Осторожно, словно ожидая нападения, оперативники вошли в комнату и тут же, как по команде, задрали рубашки, соорудив подобие масок. Запах обрушился на них лавиной. Его источник лежал на полу в запекшейся, давно свернувшейся, почерневшей луже крови.
– На первый взгляд, ножевое. – Николай опасался подходить к покойнику. – В общем, вызываем нашего эксперта. Пусть разбирается, кто, где и когда. А потом мы позвоним Иванычу. Может быть, и он что-нибудь накопал в Ломоносове?
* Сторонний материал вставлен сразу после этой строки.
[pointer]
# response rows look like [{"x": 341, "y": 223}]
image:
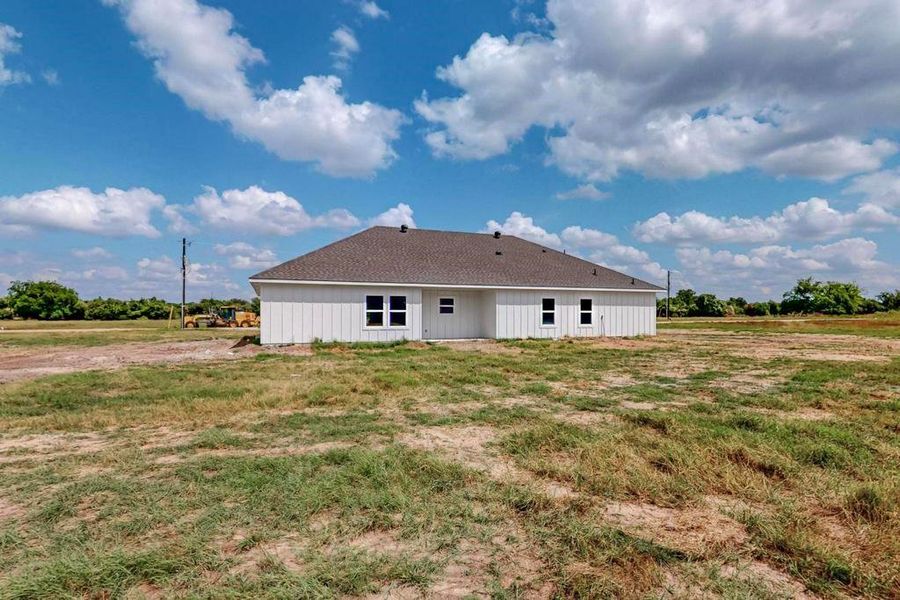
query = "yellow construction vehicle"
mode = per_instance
[{"x": 224, "y": 316}]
– Я почему-то не сомневаюсь, – ответил Морозов, обладавший, по мнению всего отдела, отменным чутьем. Если бы полицейским разрешали делать ставки, Сергей давно бы разбогател, выигрывая в казино огромные суммы. Однако пока талант пригождался ему только в раскрытии преступлений. Оба пулей вылетели из смрадной комнаты и с облегчением вдохнули свежий воздух. Заметив скамейку, когда-то зеленую, а теперь неопределенного цвета, скромно спрятавшуюся в бурьяне, друзья опустились на нее и позвонили сначала в отдел, потом Потапову.
Глава 25
Санкт-Петербург, 1898
Верный обещанию, Александр ждал ее на прежнем месте. Впервые за все время их бурных отношений Оленька опоздала, заставив его волноваться. Его богатое воображение уже рисовало картины ссоры с мужем, одна страшнее другой (правду ли сказал профессор, что смирился с уходом жены?), но Оленька внезапно выросла перед ним, такая же прекрасная, румяная, желанная, правда, с грустью в огромных черных глазах.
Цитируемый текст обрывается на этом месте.